After a few minutes, Mother left the bathroom, no doubt in a hurry to share the embarrassing news with my grandparents, the same way I’d heard her make a little announcement after I’d tried on my first training bra a few months earlier. I locked the door behind her and considered what to do next. The idea of tainting a tubful of bathwater was disturbing, so I decided on a sponge bath at the sink instead. Tears continued to trickle down my face while I washed away summer’s dust and sweat and pondered the whole overwhelming situation.

My thoughts soon turned to sanitary napkins. I was already familiar with them, having been sent to the corner drugstore numerous times to buy a box of them for Mother, but I’d had no idea what their purpose was. A horrible thought occurred to me. What if some of the neighbors had noticed me carrying those big blue boxes down the street and thought I’d bought them for myself? How embarrassing! Another alarming thought popped into my head. For as long as I could remember, my grandparents had rented an upstairs bedroom to male college students, two roommates at a time, individual students moving in or out as the semesters changed. How many times, I wondered, had one of those boys walked past me while I was playing with my dolls in the living room? How many of them had watched me gently lay my Toni doll on her bed, where her carefully coiffed, brunette head would rest peacefully on the thick, white, gauze-covered Kotex pad that was her pillow?

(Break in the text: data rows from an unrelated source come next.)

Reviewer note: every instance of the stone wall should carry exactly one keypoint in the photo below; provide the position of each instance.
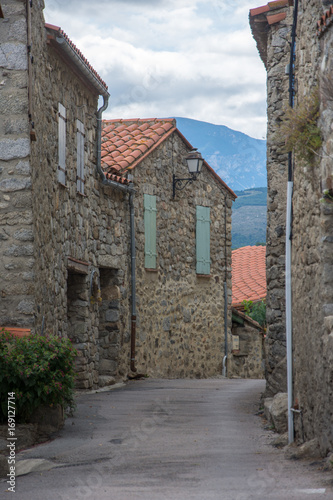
(312, 229)
(278, 53)
(247, 359)
(77, 237)
(56, 243)
(180, 327)
(312, 255)
(67, 262)
(16, 230)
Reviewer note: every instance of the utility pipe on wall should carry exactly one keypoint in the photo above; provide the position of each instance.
(224, 366)
(127, 189)
(289, 340)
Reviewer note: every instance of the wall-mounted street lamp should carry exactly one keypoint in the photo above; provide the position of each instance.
(194, 164)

Now my tears were angry ones. If Mother had only told me sooner about monthly periods, I could have avoided both the public display of personal items and the fright I’d experienced minutes earlier. When I finally mustered the courage to leave the bathroom, Mother must have read the expression on my face and realized I was mad at her. She explained as we went to bed that night that her own first period hadn’t arrived until she was sixteen, so she’d thought she still had plenty of time to fill me in.

Maybe so. But considering all the conversations we should have had--and didn’t--before I grew up, got married and had children of my own, I suspect the real reason was that she just didn’t like to talk about those kinds of things.